Election challenge dismissed

A deputy escorts a pollworker carrying ballot boxes into Pike County Election Central on the night of the Aug. 6 Democratic primary, the results of which are being contested in the District 1 supervisor’s race.

A judge ruled in favor of Pike County District 1 Supervisor Tazwell Bowsky in an election contest Wednesday filed by last year’s Democratic primary opponent, Tracey Felder.

Felder filed an election contest in Pike County Circuit Court after losing to Bowsky 652 votes to 398 in the Aug. 6 Democratic primary.

Bowsky received 50.27% of the vote, just enough to avoid a runoff with Felder and win the election. Felder contends there were enough voting irregularities to force a runoff — just five votes would have made the difference.

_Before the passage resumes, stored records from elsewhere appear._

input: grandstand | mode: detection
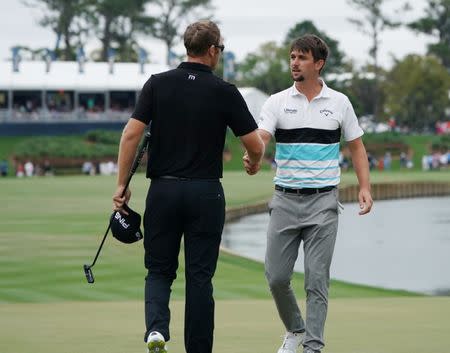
[0,61,267,136]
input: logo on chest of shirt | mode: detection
[320,109,333,117]
[284,108,297,114]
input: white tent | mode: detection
[0,61,169,92]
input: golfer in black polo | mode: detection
[114,21,264,353]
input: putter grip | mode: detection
[83,265,94,283]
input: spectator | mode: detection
[43,159,53,176]
[16,162,25,178]
[400,152,406,168]
[81,161,95,175]
[422,155,430,170]
[384,151,392,170]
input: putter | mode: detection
[83,125,151,284]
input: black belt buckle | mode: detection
[275,185,335,195]
[159,175,192,181]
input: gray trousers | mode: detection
[265,189,339,352]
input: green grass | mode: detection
[0,172,422,302]
[0,297,450,353]
[0,172,450,353]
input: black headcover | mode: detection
[111,204,143,244]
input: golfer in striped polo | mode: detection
[244,35,373,353]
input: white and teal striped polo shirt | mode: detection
[258,82,363,189]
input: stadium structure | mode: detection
[0,61,268,136]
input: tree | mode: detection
[284,21,345,73]
[238,42,292,94]
[384,55,450,130]
[88,0,154,61]
[146,0,212,63]
[347,0,400,118]
[408,0,450,70]
[23,0,89,60]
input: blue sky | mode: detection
[0,0,430,68]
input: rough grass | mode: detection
[0,172,450,353]
[0,297,450,353]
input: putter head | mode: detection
[83,265,94,283]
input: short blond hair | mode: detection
[184,20,220,57]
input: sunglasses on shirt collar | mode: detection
[213,44,225,53]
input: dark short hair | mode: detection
[291,34,329,65]
[184,20,220,57]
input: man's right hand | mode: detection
[113,186,131,214]
[242,152,261,175]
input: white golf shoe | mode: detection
[147,331,167,353]
[277,332,305,353]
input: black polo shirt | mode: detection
[132,62,257,179]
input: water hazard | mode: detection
[222,197,450,295]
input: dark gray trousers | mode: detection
[144,179,225,353]
[265,189,339,351]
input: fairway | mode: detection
[0,297,450,353]
[0,171,450,353]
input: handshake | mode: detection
[242,151,261,175]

After a day of rummaging through hundreds of ballots in five precincts, special judge Frank Vollor said there was no reason to overturn the election results.

“There’s no evidence of fraud presented to the court, and fraud would have to be presented,” he said.

“There would have to be enough illegal votes cast to change the outcome, and there’s been no evidence of illegal votes. There weren’t any. The court feels the will of the people has been determined and so the election will stand.”

Felder said she’s “just glad it’s over,” and her attorney, Gerald Mumford of Jackson, said there are no plans to appeal.

Bowsky said, “Nothing was done illegal, and no voter fraud. None of those things would have contributed to me not being certified and not winning the election.”

Bowsky was re-elected to another term that began this month.

“I’m going to go on and continue to do what I’m supposed to do in the county and help the people,” he said.

During the trial, attorneys went through five precinct boxes: New Hope Baptist Church, South McComb Baptist Church, First Baptist Church of Summit, Martin Luther King Center and North McComb Baptist Church.

Alleged irregularities included non-registered voters casting ballots, multiple affidavit ballots under the same name, people voting at the wrong precinct, lack of stated reason for voting absentee, and conflicting vote totals. Mumford also cited the breakdown of a voting machine at South McComb Baptist Church on election night.

“We maintain that the votes that were tabulated were irregular,” Mumford said.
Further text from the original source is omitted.